O STF e a abstrativização do controle difuso de constitucionalidade
14 de maio de 2023, 11h37
O tema da coluna desta semana diz respeito a uma recente decisão do Supremo Tribunal Federal em sede de repercussão geral na qual, sem que fosse o tema principal discutido no processo, houve um novo capítulo de uma novela que já se arrasta no tribunal há pelo menos 15 anos, referente à possibilidade de abstrativização do controle concreto de constitucionalidade.
No caso, ao julgar a repercussão geral nos Temas 881 e 885, em que se discutia os limites da coisa julgada em matéria tributária (sobre o tema, ver a coluna do professor Lenio Streck), o ministro Luís Roberto Barroso sustentou em seu voto, que foi seguido à unanimidade pelo restante do tribunal, a necessidade de que seja reconhecido que "uma decisão do Pleno do Supremo Tribunal Federal, seja em controle incidental ou em ação direta, deve ter o mesmo alcance e produzir os mesmos efeitos".
Antes da adentramos nessa decisão mais recente do Supremo Tribunal Federal sobre o assunto, é fundamental o estabelecimento de algumas bases teóricas necessárias a adequada compreensão da temática, bem como uma análise histórica das decisões anteriores do Supremo em que a questão foi tratada, salientando que ela nunca foi abordada conclusivamente pelo STF, conforme reconhecido pelo próprio ministro Barroso em seu voto.
O sistema de controle de constitucionalidade brasileiro
No Brasil, coexistem dois modelos de controle de constitucionalidade oriundos de matrizes distintas: o modelo de controle difuso de constitucionalidade, de inspiração norte-americana e introduzido primeiramente no país por Rui Barbosa na Constituição de 1981, onde foi replicado o modelo norte-americano; e o modelo de controle abstrato de constitucionalidade, de inspiração germânica, e que foi sendo progressivamente inserido no Brasil, a partir de 1964, e consolidado na Constituição Federal de 1988.
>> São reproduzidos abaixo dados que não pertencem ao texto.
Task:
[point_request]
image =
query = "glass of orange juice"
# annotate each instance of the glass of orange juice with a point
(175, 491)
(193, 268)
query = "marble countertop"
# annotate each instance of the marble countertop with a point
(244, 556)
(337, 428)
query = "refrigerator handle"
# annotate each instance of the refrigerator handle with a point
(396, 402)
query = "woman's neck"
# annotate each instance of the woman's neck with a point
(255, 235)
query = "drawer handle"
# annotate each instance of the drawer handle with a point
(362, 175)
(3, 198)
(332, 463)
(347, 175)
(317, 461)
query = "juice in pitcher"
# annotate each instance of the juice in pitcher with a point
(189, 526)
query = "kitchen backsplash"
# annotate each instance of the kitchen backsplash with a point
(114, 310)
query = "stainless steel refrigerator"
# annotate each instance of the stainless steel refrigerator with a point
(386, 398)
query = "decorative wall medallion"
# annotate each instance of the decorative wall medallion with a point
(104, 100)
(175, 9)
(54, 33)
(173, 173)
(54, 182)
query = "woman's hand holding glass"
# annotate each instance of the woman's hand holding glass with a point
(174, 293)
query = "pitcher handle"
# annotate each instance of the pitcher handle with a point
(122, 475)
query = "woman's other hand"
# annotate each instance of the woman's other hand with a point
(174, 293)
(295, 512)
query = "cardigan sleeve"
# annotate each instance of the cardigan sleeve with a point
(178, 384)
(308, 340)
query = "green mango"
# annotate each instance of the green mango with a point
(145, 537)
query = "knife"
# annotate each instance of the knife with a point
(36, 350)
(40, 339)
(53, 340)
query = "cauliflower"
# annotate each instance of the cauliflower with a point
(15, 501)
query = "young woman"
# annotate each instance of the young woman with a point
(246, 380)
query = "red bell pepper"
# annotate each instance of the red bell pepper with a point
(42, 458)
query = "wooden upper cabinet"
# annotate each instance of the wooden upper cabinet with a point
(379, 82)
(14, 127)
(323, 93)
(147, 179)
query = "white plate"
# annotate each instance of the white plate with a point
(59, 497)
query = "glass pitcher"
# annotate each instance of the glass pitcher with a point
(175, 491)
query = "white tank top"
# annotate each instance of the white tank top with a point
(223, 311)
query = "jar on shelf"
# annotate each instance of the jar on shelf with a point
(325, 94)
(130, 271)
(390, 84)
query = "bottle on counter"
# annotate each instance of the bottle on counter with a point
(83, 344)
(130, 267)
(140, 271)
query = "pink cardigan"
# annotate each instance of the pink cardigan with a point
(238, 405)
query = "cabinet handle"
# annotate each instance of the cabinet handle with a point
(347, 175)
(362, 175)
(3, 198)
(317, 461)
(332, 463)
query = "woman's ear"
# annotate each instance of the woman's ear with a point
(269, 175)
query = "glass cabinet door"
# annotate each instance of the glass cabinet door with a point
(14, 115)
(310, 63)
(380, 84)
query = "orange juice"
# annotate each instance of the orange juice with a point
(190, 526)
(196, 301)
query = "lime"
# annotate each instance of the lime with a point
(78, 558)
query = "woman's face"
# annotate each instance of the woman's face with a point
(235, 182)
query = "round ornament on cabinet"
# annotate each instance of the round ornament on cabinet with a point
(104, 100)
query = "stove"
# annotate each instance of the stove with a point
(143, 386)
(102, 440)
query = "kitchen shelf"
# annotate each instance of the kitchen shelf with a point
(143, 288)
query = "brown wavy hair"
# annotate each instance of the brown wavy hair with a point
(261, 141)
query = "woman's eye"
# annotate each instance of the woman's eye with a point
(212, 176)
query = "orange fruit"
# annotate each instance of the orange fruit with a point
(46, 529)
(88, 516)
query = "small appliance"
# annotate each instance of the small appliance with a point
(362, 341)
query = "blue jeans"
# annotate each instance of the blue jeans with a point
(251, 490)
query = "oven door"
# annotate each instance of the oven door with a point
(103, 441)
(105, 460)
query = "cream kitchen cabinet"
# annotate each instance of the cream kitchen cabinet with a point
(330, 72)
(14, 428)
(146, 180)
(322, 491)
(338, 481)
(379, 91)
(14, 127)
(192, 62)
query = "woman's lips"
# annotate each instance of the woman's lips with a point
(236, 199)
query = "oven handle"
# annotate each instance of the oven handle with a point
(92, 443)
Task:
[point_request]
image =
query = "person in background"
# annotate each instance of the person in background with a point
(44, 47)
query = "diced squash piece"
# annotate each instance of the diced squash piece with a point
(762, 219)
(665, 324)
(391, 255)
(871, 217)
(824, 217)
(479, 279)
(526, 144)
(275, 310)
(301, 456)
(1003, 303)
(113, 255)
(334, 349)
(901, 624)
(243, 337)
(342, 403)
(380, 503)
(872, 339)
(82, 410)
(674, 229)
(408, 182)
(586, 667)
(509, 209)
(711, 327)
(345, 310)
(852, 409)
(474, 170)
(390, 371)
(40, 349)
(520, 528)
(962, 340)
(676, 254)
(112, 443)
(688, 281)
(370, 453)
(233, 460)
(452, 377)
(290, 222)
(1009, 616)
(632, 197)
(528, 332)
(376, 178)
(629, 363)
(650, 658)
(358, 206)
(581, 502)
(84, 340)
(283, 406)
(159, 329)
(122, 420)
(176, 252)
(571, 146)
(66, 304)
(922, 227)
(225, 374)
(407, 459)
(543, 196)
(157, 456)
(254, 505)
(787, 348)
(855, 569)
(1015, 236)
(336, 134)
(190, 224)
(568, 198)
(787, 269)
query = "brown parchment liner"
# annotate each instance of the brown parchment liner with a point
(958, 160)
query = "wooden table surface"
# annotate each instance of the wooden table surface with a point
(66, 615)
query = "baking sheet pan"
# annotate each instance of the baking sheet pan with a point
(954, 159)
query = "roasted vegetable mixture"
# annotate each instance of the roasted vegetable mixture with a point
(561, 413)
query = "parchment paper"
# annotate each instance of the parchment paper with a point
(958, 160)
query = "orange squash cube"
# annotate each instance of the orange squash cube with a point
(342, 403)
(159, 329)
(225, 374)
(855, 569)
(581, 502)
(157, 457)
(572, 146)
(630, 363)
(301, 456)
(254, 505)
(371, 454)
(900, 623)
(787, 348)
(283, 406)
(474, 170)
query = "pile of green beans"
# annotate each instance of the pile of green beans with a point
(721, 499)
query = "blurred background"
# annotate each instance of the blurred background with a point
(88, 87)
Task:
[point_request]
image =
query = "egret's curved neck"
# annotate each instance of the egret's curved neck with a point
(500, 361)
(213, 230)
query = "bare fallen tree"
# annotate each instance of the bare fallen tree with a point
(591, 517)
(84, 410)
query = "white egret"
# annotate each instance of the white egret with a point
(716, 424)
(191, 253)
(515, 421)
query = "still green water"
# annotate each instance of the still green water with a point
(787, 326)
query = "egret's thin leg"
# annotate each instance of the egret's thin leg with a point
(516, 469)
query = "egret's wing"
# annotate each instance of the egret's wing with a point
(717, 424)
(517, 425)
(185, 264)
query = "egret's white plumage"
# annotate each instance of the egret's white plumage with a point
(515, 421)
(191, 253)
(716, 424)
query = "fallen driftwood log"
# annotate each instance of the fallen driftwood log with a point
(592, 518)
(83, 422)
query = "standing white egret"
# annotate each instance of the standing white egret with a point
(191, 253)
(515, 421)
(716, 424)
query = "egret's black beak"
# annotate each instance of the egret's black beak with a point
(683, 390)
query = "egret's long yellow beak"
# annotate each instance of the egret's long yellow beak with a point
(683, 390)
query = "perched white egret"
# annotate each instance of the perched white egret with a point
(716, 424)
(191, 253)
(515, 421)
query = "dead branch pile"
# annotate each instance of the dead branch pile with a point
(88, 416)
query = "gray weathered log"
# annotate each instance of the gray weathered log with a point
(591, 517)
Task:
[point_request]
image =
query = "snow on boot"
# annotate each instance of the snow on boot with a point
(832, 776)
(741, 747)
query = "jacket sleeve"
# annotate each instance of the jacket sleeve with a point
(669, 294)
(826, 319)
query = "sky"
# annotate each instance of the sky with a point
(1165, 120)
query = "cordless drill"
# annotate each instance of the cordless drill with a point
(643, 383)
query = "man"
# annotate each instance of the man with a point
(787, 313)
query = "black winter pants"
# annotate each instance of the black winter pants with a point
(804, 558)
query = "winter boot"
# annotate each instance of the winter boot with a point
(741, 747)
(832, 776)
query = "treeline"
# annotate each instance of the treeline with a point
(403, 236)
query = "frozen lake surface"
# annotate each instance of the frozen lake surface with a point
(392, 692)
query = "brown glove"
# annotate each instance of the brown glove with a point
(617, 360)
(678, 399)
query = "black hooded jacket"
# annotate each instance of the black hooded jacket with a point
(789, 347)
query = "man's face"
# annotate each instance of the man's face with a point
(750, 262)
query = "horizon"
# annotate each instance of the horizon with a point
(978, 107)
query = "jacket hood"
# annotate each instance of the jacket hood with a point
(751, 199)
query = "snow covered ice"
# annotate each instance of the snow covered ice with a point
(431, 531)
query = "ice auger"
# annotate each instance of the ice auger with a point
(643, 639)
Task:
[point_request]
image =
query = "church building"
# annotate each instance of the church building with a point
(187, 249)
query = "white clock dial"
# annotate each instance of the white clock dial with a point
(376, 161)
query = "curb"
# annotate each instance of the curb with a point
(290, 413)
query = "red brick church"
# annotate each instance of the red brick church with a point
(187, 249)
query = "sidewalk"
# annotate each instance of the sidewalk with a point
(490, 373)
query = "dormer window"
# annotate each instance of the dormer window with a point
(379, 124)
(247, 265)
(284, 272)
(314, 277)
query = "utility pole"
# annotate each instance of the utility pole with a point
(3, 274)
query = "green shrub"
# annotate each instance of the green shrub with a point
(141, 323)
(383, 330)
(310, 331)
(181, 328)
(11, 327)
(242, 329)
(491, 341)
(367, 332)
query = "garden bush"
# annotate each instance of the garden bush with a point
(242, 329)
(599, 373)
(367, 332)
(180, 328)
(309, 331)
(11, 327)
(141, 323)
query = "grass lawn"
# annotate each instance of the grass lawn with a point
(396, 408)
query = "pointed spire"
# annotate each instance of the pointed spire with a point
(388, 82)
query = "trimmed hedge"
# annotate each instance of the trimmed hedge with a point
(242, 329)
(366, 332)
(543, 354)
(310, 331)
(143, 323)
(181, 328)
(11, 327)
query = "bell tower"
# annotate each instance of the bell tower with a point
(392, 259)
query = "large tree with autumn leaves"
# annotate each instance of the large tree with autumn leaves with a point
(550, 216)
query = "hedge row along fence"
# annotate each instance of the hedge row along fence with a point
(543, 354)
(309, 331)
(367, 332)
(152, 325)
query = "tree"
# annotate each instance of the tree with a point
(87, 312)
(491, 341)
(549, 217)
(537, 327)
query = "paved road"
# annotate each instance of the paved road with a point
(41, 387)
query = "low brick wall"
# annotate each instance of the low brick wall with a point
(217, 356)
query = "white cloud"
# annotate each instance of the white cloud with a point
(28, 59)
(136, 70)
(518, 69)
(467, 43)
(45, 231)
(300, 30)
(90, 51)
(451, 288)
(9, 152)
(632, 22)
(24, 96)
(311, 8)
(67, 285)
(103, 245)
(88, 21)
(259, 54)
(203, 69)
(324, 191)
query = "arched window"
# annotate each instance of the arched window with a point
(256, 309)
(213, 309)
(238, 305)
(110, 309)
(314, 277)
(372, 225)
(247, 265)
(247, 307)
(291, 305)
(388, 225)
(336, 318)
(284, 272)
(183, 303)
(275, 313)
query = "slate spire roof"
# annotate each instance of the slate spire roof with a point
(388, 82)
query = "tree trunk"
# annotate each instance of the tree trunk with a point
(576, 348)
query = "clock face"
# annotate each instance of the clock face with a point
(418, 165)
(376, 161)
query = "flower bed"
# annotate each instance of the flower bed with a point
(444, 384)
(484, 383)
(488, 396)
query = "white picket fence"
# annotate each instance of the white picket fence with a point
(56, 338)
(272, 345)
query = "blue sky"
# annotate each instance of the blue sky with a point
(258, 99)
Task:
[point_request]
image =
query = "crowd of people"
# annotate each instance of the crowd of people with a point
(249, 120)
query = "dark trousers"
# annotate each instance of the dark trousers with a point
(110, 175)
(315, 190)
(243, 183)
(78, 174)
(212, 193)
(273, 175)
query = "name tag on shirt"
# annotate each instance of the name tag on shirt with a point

No modelo de controle difuso, todo juiz pode realizar o controle da constitucionalidade das normas que lhe são submetidas de maneira concreta em sua aplicação. Ao se deparar com uma norma que seja reputada inconstitucional, qualquer juiz poderá declarar a sua inconstitucionalidade, porém os efeitos produzidos nesse caso serão tão somente interpartes.
De outra parte, no modelo de controle abstrato, há um tribunal específico que detém a palavra final sobre a constitucionalidade das normas. No caso brasileiro, o tribunal responsável por exercer esse papel é o Supremo Tribunal Federal, ao qual foi atribuído pelo legislador constituinte o papel de "guardião da Constituição", conforme estabelecido no artigo 102 da CF. Ao contrário do que acontece no modelo difuso de controle de constitucionalidade, as decisões proferidas em sede de controle abstrato possuem efeitos erga omnes e vinculante.
Dessa forma, a união desses dois modelos de controle de constitucionalidade formata o sistema de controle de constitucionalidade brasileiro, que pode ser reconhecido como um sistema híbrido, uma vez que adota características desses dois modelos distintos de realização do controle da constitucionalidade das normas.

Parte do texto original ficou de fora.